We determined how renin inhibitors (RIs) compared with angiotensin converting enzyme (ACE) inhibitors for treating hypertension.
Hypertension is a worldwide public-health challenge associated with high levels of occurrence and risks of circulatory and kidney disease. RIs were introduced into clinical use for hypertension in 2007. ACE inhibitors are widely prescribed for hypertension. However, the comparative effectiveness and safety of RIs and ACE inhibitors is not known.
We searched for evidence up to August 2020.
We included randomized, active-controlled, double-blinded studies (RCTs) for this review. We include 11 RCTs involving 13,627 participants, with an average age from 51 to 74 years. Length of follow-up ranged from four weeks to 36 months.
Key results and certainty of evidence
Low-certainty evidence showed no difference between RIs and ACE inhibitors for deaths from any cause, for heart attacks, for serious side effects or for leaving the study because of side effects. Low-certainty evidence suggested that RIs reduce blood pressure more than ACE inhibitors do, but this could have been due to bias in the design and conduct of the studies. More independent RCTs are needed to assess illnesses and deaths, and to see if the difference in blood pressure-lowering is real.
For the treatment of hypertension, we have low certainty that renin inhibitors (RI) and angiotensin converting enzyme (ACE) inhibitors do not differ for all-cause mortality and myocardial infarction. We have low to moderate certainty that they do not differ for adverse events.
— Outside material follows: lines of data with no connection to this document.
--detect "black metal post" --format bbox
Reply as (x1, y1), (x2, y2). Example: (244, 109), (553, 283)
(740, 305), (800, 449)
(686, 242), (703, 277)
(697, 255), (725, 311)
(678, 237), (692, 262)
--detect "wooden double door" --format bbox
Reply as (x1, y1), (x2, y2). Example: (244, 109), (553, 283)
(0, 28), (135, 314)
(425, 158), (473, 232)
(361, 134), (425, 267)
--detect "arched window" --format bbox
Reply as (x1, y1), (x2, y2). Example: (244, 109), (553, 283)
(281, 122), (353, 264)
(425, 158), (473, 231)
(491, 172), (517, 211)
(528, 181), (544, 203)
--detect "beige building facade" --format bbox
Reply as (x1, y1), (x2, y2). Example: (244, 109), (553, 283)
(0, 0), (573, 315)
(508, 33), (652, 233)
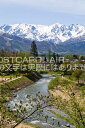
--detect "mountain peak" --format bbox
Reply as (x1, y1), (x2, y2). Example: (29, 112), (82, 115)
(0, 23), (85, 43)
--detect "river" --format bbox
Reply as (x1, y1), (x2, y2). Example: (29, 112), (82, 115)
(7, 75), (73, 128)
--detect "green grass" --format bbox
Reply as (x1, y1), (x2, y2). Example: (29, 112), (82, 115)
(0, 76), (33, 103)
(48, 76), (73, 89)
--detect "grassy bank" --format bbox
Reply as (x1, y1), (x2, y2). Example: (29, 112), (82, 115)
(49, 76), (85, 128)
(0, 72), (41, 128)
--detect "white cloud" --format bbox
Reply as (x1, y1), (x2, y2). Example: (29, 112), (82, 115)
(0, 0), (85, 14)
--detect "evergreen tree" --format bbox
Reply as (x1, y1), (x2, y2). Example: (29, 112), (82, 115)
(30, 41), (38, 56)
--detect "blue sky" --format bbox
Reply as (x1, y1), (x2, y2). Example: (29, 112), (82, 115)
(0, 0), (85, 25)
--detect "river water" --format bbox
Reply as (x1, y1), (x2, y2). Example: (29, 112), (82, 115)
(7, 75), (73, 128)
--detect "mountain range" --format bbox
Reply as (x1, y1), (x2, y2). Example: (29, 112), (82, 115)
(0, 23), (85, 54)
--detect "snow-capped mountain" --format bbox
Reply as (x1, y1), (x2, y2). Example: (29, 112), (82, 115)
(0, 23), (85, 44)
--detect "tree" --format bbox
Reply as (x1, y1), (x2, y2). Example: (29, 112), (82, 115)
(47, 50), (52, 60)
(72, 69), (82, 84)
(53, 53), (56, 62)
(30, 41), (38, 56)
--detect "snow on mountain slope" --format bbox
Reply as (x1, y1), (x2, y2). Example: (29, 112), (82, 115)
(0, 23), (85, 44)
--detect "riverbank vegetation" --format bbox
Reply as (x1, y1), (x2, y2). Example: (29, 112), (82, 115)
(0, 72), (41, 128)
(49, 70), (85, 128)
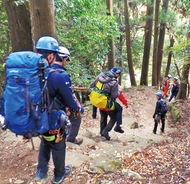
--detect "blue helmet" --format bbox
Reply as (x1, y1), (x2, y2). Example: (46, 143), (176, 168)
(36, 36), (59, 52)
(156, 91), (162, 98)
(110, 66), (121, 74)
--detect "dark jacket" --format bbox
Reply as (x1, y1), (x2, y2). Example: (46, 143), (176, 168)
(90, 71), (119, 100)
(47, 64), (79, 111)
(171, 82), (179, 94)
(153, 98), (165, 118)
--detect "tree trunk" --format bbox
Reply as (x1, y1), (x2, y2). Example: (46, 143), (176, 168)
(140, 0), (154, 86)
(30, 0), (56, 45)
(124, 0), (137, 86)
(165, 36), (174, 76)
(152, 0), (160, 86)
(176, 63), (190, 99)
(4, 0), (33, 51)
(157, 0), (169, 84)
(106, 0), (115, 69)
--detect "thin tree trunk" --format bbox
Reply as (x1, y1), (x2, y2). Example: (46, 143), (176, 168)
(4, 0), (33, 51)
(106, 0), (115, 69)
(30, 0), (56, 45)
(176, 64), (190, 99)
(152, 0), (160, 86)
(124, 0), (137, 86)
(140, 0), (154, 86)
(165, 36), (174, 76)
(157, 0), (169, 83)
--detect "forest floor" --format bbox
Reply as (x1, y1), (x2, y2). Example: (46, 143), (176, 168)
(0, 86), (190, 184)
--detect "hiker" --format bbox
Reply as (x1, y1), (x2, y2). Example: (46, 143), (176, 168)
(153, 92), (166, 134)
(35, 36), (80, 183)
(92, 105), (97, 119)
(92, 85), (128, 128)
(162, 74), (172, 98)
(52, 46), (84, 145)
(90, 67), (124, 140)
(169, 77), (179, 102)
Small reductions in blood pressure with renin inhibitors compared to ACE inhibitors are of low certainty. More independent, large, long-term trials are needed to compare RIs with ACE inhibitors, particularly assessing morbidity and mortality outcomes, but also on blood pressure-lowering effect.
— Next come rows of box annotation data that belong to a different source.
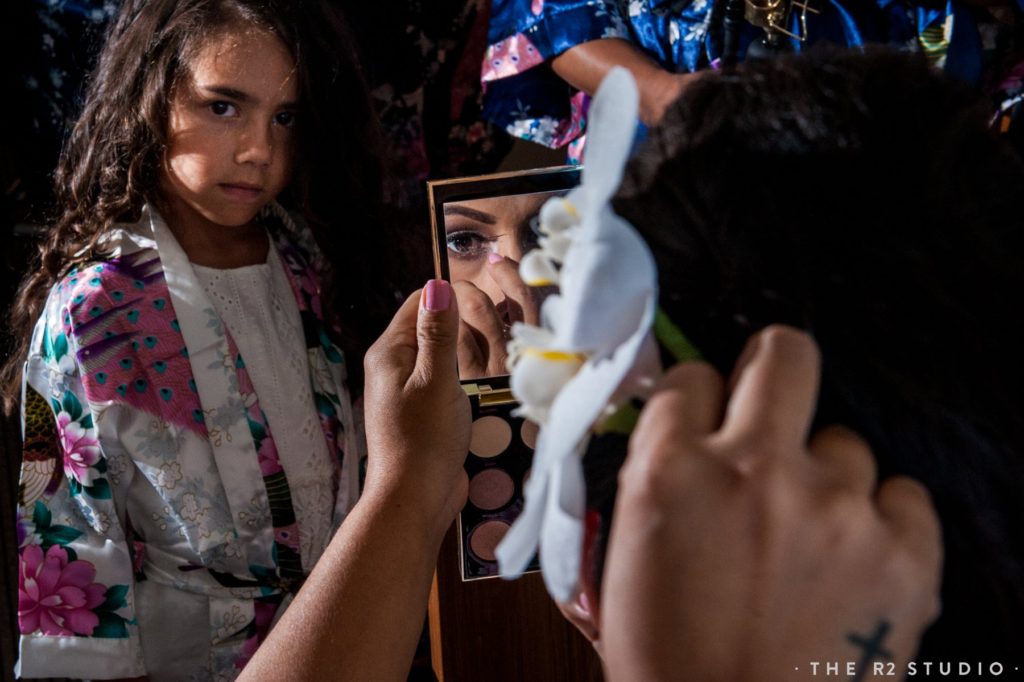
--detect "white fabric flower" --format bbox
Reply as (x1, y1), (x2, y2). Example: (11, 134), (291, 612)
(497, 69), (657, 601)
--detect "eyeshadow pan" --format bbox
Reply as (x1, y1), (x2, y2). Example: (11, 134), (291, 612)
(469, 415), (512, 458)
(469, 519), (509, 561)
(469, 469), (515, 510)
(519, 419), (541, 450)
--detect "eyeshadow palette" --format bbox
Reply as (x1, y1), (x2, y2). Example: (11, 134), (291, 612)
(458, 377), (540, 581)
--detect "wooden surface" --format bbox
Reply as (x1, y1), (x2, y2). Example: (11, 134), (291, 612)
(429, 518), (603, 682)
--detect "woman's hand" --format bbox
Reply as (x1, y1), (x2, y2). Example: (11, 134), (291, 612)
(239, 280), (470, 680)
(365, 280), (470, 530)
(455, 254), (541, 379)
(599, 327), (942, 680)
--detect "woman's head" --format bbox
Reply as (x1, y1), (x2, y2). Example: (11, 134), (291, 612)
(443, 193), (551, 305)
(585, 46), (1024, 659)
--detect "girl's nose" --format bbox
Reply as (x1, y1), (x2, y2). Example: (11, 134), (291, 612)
(236, 122), (273, 166)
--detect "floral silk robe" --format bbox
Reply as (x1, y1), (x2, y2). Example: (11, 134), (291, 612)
(18, 205), (364, 680)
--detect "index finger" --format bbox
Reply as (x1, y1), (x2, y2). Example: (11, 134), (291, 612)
(629, 363), (725, 466)
(487, 254), (540, 325)
(364, 289), (423, 376)
(722, 325), (821, 452)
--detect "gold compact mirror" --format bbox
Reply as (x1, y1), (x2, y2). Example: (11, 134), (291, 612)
(427, 166), (581, 382)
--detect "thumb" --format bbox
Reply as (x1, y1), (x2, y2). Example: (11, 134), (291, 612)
(413, 280), (459, 383)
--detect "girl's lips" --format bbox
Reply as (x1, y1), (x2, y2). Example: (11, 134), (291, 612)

Renin inhibitors (RIs) reduce blood pressure more than placebo, with the magnitude of this effect thought to be similar to that for angiotensin converting enzyme (ACE) inhibitors. However, a drug's efficacy in lowering blood pressure cannot be considered as a definitive indicator of its effectiveness in reducing mortality and morbidity. The effectiveness and safety of RIs compared to ACE inhibitors in treating hypertension is unknown.
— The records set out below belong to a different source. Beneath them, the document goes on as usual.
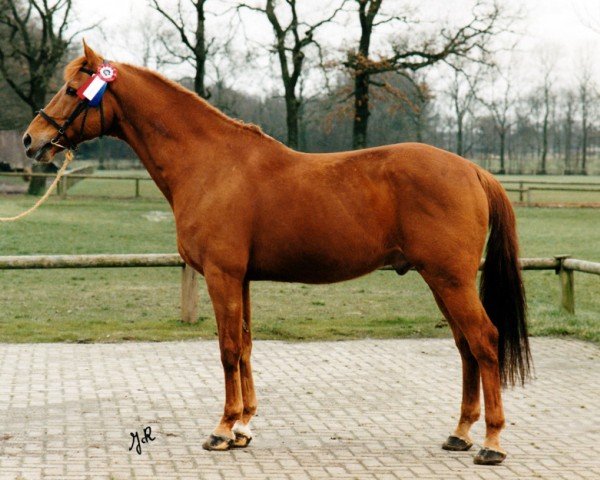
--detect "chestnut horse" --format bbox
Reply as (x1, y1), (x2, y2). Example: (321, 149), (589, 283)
(23, 43), (530, 464)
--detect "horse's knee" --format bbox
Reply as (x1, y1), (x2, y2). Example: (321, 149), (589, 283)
(221, 345), (242, 370)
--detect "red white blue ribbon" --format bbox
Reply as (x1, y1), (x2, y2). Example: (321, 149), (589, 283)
(77, 63), (117, 107)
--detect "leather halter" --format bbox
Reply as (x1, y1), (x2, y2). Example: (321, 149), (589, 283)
(37, 67), (104, 150)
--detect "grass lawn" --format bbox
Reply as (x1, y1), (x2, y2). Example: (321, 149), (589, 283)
(0, 176), (600, 343)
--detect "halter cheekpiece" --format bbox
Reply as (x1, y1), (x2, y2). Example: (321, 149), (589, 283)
(37, 62), (117, 150)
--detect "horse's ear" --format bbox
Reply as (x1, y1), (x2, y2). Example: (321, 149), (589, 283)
(83, 39), (102, 69)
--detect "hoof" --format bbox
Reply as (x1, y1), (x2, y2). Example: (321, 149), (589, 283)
(473, 447), (506, 465)
(442, 435), (473, 452)
(231, 432), (252, 448)
(202, 434), (234, 452)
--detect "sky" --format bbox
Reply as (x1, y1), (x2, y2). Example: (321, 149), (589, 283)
(73, 0), (600, 94)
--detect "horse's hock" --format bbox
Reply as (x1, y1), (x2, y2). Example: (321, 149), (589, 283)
(0, 338), (600, 480)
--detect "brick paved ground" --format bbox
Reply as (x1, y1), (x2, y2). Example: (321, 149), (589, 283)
(0, 339), (600, 480)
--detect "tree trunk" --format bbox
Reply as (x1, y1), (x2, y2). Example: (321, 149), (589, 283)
(537, 110), (549, 175)
(285, 89), (300, 150)
(456, 115), (465, 157)
(194, 0), (210, 98)
(498, 131), (506, 175)
(352, 73), (371, 150)
(564, 111), (573, 174)
(578, 124), (588, 175)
To evaluate the benefits and harms of renin inhibitors compared to ACE inhibitors in people with primary hypertension.
The Cochrane Hypertension Group Information Specialist searched the following databases for randomized controlled trials up to August 2020: the Cochrane Hypertension Specialized Register, the Cochrane Central Register of Controlled Trials (CENTRAL), MEDLINE (from 1946), Embase (from 1974), the World Health Organization International Clinical Trials Registry Platform, and ClinicalTrials.gov. We also contacted authors of relevant papers about further published and unpublished work. The searches had no language restrictions.
We included randomized, active-controlled, double-blinded studies (RCTs) with at least four weeks follow-up in people with primary hypertension, which compared renin inhibitors with ACE inhibitors and reported morbidity, mortality, adverse events or blood pressure outcomes. We excluded people with proven secondary hypertension.
Two review authors independently selected the included trials, evaluated the risks of bias and entered the data for analysis.
We include 11 RCTs involving 13,627 participants, with a mean baseline age from 51.5 to 74.2 years. Follow-up duration ranged from four weeks to 36.6 months.
There was no difference between RIs and ACE inhibitors for the outcomes: all-cause mortality: risk ratio (RR) 1.05, 95% confidence interval (CI) 0.93 to 1.18; 5 RCTs, 5962 participants; low-certainty evidence; total myocardial infarction: RR 0.86, 95% CI 0.22 to 3.39; 2 RCTs, 957 participants; very low-certainty evidence; adverse events: RR 0.98, 95% CI 0.93 to 1.03; 10 RTCs, 6007 participants; moderate-certainty evidence; serious adverse events: RR 1.21, 95% CI 0.89 to 1.64; 10 RTCs, 6007 participants; low-certainty evidence; and withdrawal due to adverse effects: RR 0.85, 95% CI 0.68 to 1.06; 10 RTCs, 6008 participants; low-certainty evidence. No data were available for total cardiovascular events, heart failure, stroke, end-stage renal disease or change in heart rate. Low-certainty evidence suggested that RIs reduced systolic blood pressure: mean difference (MD) −1.72, 95% CI −2.47 to −0.97; 9 RCTs, 5001 participants; and diastolic blood pressure: MD −1.18, 95% CI −1.65 to −0.72; 9 RCTs, 5001 participants, to a greater extent than ACE inhibitors, but we judged this to be more likely due to bias than a true effect.